Segundo ele, embora o instinto de autopreservação seja natural, vivemos hoje em um contexto diferente do passado. “Temos roupas adequadas, aquecedores e estruturas que nos protegem do frio. Por isso, precisamos reprogramar o cérebro e criar uma rotina que informe a ele que está tudo bem se movimentar”, afirma. A chave para isso? “Disciplina, regularidade e bons hábitos que transformam o exercício físico em algo automático, mesmo com o frio lá fora”.

Com vídeos no YouTube sugerindo séries com cabos de vassoura e outras adaptações caseiras, surge a dúvida: esses exercícios substituem os treinos da academia? A resposta, segundo o professor, depende do objetivo de cada pessoa.

“Se a meta é hipertrofia e ganho de massa muscular, a infraestrutura de casa geralmente não oferece a carga necessária para gerar o estímulo certo ao sistema musculoesquelético. Nesses casos, os aparelhos da academia fazem diferença”, explica. No entanto, outras capacidades físicas como resistência cardiorrespiratória, flexibilidade e agilidade podem ser desenvolvidas com sucesso dentro de casa.

“Na impossibilidade de frequentar uma academia, é melhor se exercitar em casa do que não fazer nada. Cada minuto conta. O importante é manter o corpo ativo, mesmo que o treino não atinja o nível de força esperado. Isso contribui muito para a saúde”, reforça Braga.

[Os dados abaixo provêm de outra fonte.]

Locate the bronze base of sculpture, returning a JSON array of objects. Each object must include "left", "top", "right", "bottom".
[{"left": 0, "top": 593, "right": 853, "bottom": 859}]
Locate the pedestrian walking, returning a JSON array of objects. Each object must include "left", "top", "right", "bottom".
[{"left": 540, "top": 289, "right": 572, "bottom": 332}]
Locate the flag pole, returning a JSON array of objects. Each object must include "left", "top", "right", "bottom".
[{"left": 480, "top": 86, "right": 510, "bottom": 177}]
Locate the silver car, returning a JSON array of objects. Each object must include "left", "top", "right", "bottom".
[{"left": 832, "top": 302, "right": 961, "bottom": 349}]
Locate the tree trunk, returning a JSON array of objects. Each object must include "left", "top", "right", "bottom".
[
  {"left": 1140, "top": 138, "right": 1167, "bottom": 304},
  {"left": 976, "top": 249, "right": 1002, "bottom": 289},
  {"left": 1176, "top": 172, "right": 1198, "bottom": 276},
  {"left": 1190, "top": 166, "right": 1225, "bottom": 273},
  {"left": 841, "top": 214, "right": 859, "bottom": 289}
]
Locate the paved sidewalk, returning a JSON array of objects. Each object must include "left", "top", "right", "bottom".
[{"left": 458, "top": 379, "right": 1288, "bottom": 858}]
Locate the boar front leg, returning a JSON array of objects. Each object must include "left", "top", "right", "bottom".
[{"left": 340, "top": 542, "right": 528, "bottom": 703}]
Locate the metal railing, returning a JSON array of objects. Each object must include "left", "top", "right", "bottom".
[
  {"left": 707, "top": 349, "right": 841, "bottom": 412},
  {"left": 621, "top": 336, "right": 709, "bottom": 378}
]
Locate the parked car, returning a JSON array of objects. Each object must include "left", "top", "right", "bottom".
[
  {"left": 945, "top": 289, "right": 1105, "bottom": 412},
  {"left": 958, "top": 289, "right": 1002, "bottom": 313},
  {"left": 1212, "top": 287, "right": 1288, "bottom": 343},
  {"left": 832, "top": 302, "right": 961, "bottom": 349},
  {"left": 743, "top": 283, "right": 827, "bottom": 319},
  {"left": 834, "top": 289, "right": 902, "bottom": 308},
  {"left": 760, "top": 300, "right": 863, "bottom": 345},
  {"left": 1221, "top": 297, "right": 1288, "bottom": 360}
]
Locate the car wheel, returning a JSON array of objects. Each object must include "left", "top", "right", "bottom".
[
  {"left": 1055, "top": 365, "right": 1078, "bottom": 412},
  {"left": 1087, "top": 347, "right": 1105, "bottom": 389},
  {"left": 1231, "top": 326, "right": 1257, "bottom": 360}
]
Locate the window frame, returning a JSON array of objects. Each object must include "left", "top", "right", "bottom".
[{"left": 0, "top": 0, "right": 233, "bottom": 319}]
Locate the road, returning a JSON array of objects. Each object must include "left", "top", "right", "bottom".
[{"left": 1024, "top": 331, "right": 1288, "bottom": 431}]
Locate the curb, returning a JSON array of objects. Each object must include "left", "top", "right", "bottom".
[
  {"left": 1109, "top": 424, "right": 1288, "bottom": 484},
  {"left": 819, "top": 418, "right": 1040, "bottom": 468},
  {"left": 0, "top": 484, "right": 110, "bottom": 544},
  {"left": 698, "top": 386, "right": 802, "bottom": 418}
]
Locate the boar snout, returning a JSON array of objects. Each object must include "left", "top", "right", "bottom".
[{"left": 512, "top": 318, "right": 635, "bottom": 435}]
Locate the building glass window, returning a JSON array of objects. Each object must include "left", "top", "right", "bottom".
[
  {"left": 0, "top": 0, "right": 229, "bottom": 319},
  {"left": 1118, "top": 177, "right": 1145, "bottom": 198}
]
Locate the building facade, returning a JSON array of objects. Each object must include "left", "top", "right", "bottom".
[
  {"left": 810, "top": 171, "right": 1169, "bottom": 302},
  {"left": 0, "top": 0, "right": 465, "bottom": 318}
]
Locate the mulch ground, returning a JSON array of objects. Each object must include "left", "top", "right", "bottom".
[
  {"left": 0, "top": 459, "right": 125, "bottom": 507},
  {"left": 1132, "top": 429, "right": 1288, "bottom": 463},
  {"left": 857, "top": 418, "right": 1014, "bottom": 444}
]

Outro ponto importante apontado pelo especialista é a distinção entre atividade física e exercício físico. “Atividade física é qualquer movimento que gera gasto calórico — como caminhar, lavar louça ou subir escadas. Já o exercício físico é estruturado, planejado, com objetivos definidos e precisa de periodicidade e acompanhamento”, esclarece.

Nesse contexto, o papel do profissional de Educação Física se torna essencial. “Para atividades cotidianas, o profissional é um incentivador. Mas quando falamos de exercício físico, com metas e cuidado técnico, ele é indispensável para evitar lesões e otimizar os resultados”.